El procedimiento puede realizarse en casa o en una clínica. Lo único que tienes que hacer es pinchar una vena de tu brazo y pincharte el dedo. Recibirás los resultados por vía electrónica. El procedimiento no se considera la forma más precisa de diagnosticar la enfermedad tiroidea. Es posible pasar por alto algo y aún así obtener los resultados que necesitas.
La glándula tiroidea está situada en la parte delantera del cuello, entre la clavícula y la nuez de Adán. En los hombres, el tiroides es más fácil de localizar que en las mujeres, así que busca un lugar donde puedas apoyar la cabeza y comprueba el tiroides. En las mujeres, está más cerca de la laringe y es visible cuando la cabeza está inclinada hacia atrás. Un espejo es una herramienta excelente para ello. Asegúrate de llevar una mascarilla y un vaso de agua.
Aunque los resultados de un simple análisis de sangre pueden suscitar algunas preguntas en tu mente, suele ser mejor acudir a un profesional sanitario. Una gammagrafía tiroidea es un examen en profundidad de tu tiroides. Tu profesional sanitario podrá ver el tamaño, la forma y la función de tu tiroides y recomendar un tratamiento basado en estos resultados. Además de realizar un examen físico, tu proveedor de asistencia sanitaria examinará tu historial médico y realizará pruebas adicionales para confirmar los resultados.
Las pruebas tiroideas caseras son una forma barata y cómoda de controlar el funcionamiento de tu propia tiroides. Los kits de pruebas proporcionan un análisis básico de los resultados, pero no un diagnóstico ni un análisis detallado. Consulta siempre a un médico si los resultados son negativos o no son consistentes. No te automediques y nunca utilices una prueba de tiroides sin consultar primero a un médico.

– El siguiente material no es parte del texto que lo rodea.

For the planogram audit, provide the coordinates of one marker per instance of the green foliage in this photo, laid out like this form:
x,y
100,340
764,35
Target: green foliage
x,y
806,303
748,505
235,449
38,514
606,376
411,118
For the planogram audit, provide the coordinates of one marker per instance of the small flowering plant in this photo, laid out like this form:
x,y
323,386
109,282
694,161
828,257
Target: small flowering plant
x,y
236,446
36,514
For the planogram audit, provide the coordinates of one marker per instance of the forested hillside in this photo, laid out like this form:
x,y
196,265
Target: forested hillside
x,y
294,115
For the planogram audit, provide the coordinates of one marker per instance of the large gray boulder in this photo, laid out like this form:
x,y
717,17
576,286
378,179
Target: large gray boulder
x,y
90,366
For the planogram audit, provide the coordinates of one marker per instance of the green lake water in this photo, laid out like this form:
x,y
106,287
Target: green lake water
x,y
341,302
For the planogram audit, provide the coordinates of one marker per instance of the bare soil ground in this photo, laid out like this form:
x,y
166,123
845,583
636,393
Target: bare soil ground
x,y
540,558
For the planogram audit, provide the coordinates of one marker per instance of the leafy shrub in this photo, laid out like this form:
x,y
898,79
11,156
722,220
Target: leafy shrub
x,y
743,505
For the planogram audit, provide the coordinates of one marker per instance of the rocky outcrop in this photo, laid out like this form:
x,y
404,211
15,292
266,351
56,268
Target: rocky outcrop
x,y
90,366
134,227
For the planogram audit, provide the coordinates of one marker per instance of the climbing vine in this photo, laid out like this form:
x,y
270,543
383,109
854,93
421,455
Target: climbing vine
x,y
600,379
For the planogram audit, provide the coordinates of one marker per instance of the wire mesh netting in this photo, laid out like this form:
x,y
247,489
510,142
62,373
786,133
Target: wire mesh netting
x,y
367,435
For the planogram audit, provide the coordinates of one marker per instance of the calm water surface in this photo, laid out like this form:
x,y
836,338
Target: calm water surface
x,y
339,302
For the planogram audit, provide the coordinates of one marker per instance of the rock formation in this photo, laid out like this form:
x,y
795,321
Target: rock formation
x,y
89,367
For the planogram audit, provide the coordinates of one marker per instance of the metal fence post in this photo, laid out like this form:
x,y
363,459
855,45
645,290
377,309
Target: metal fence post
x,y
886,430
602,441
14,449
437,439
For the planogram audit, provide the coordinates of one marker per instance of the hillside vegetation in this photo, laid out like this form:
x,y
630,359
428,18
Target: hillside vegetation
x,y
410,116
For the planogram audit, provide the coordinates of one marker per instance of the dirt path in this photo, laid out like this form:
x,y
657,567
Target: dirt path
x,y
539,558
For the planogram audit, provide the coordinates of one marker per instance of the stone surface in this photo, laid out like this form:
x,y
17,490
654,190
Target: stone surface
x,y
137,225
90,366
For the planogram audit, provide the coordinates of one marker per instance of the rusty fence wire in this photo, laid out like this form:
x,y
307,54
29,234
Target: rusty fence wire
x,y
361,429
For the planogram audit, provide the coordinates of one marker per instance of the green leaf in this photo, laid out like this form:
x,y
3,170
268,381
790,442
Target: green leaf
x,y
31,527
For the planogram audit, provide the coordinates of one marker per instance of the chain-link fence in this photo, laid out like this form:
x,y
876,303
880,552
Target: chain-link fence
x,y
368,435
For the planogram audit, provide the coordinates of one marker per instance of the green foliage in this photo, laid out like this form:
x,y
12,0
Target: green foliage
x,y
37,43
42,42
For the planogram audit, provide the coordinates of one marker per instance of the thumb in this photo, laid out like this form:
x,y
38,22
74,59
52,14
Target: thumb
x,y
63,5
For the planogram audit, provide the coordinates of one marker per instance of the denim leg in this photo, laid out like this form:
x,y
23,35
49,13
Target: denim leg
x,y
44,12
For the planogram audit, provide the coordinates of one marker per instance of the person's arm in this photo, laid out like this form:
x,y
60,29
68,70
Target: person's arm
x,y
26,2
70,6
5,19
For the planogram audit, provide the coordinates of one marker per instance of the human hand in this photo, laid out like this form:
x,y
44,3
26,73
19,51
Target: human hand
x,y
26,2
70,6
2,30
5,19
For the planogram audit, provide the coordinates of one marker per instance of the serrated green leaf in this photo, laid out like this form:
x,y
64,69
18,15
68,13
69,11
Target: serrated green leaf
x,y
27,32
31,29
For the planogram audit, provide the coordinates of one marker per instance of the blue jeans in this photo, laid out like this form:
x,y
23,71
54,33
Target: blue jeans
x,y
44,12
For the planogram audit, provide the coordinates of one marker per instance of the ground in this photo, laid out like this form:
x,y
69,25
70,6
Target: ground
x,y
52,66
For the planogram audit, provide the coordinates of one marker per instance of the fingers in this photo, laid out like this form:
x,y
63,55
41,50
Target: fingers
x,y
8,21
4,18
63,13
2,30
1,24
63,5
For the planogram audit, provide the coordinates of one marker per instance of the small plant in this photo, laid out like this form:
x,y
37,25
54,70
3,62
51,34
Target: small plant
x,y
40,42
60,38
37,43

Es un error común, pero es posible comprobar tu propia tiroides en casa.
Puedes pedir análisis de sangre de la tiroides a un laboratorio o hacerlo tú mismo con un kit. Utilizar un kit de HealthLabs puede ahorrarte unos cuantos dólares. Muchos laboratorios analizan las pruebas de la consulta del médico. Incluso puedes obtener los resultados el mismo día. Después, tendrás que presentar un recibo a tu compañía de seguros. HealthLabs ofrece diversas opciones de pruebas para la tiroides. Hacen pruebas de TSH, anticuerpos TPO, T3 y T4. Todas las pruebas requieren un pinchazo en el dedo. Después, tendrás los resultados en un plazo de cinco a ocho días hábiles.
Es importante tener en cuenta que un médico puede recetar medicación para los trastornos tiroideos que requieren un control continuo. El tratamiento suele ser de por vida. Tu médico hará ajustes en la medicación a medida que vayas avanzando. Pero con un tratamiento adecuado, deberías poder llevar una vida normal sin sufrir la enfermedad tiroidea. Según el tipo de enfermedad que tengas, puede llevar algún tiempo encontrar el mejor tratamiento. Si tus síntomas no son constantes y no mejoran con la medicación, lo mejor es que te pongas en contacto con un profesional sanitario para que te asesore.